Research
Extracting oncogenes and oncogenic pathways from
insertional mutagenesis screens
An effective method for identifying candidate oncogenic
loci is retroviral insertion mutagenesis. Within a large set of
tumors induced by retroviral infection, a subset of viral
insertions from independent tumors that map to the same genomic
locus is referred to as a Common Insertion Site (CIS). CISs
often represent lesions that have been selected for during
tumorigenesis. To automatically detect CISs we have developed a
computational approach, the kernel convolution framework. This
approach finds CISs using a predefined significance level while
controlling the family-wise error and takes bias stemming from
preferential viral insertion sites into account. In contrast to
existing approaches, our method operates at any biologically
relevant scale, providing new insights in the behavior of CISs
across multiple scales. To find oncogenic lesions which are
collaborating events in tumorigenesis, we extended the kernel
convolution framework to detect the occurrence of multiple
independent insertions within one tumor at a higher frequency
than expected by chance. A novel, biclustering algorithm which
finds subsets of tumors with similar insertion profiles will
also be employed to extract pathway structures from the
insertion data.
Prioritizing candidate oncogenes based on genomic data
Gene expression data of tumor series have been extensively employed to predict outcome and response to therapy in breast cancer. To uncover the underlying mechanisms that drive these expression signatures, comparative genomic hybridization and microarray gene expression data from the same sample set is analyzed jointly. We developed SIRAC, a computational approach which detects genomic regions that are significantly enriched for BAC clones highly correlated with a particular outcome variable, such as a molecular subtype or outcome. We also developed KC-SMART, an adaptation of the kernel convolution framework to detect genomic regions that are significantly frequently aberrated in a set of tumors. In contrast to SIRAC, this approach is unsupervised, i.e. it does not require a labeling of the tumor set according to subtypes. Both approaches employ expression data to prioritize genes in a given aberrated region. Application of KC-SMART to a set of p53 deficient mouse tumors resulted in the detection of well-known oncogenes such as c-Met as well as promising new candidates.

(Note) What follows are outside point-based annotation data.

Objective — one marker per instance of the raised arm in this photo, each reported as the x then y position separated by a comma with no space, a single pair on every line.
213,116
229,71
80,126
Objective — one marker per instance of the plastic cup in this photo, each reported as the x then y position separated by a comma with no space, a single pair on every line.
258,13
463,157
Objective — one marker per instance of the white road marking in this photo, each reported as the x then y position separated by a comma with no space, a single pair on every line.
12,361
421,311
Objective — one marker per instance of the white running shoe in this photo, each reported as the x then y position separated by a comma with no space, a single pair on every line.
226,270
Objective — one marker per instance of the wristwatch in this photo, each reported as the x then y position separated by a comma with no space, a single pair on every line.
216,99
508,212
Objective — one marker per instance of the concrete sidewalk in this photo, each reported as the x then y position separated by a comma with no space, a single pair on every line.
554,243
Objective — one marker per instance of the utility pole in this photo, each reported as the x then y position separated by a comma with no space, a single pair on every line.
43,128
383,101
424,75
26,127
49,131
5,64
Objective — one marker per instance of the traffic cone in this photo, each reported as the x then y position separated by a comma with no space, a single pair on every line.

Knowledge-based approaches for outcome prediction
Algorithms which exploit biological knowledge, such as the functional grouping of genes, could lead to more accurate predictors and enlarge the possibility of generating novel insights in the disease. Over-fitting can also be overcome by constructing larger datasets by collecting related gene expression data sets in a compendium. We employed an unsupervised approach to derive a set of modules (groups of functionally related genes with coordinated expression across a subset of tumors). By employing the module activity as input for training breast cancer outcome predictors, we revealed functional modules associated with breast cancer outcome. We studied modules extracted from several compendia, and performed extensive validation of these classifiers on datasets originating from different institutions. Modules derived from a single breast cancer dataset and a cancer specific compendium performs better compared to those derived from a human cancer compendium. A functional analysis of the modules revealed general processes involved in cancer, as well as very specific modules that are predictive across multiple datasets.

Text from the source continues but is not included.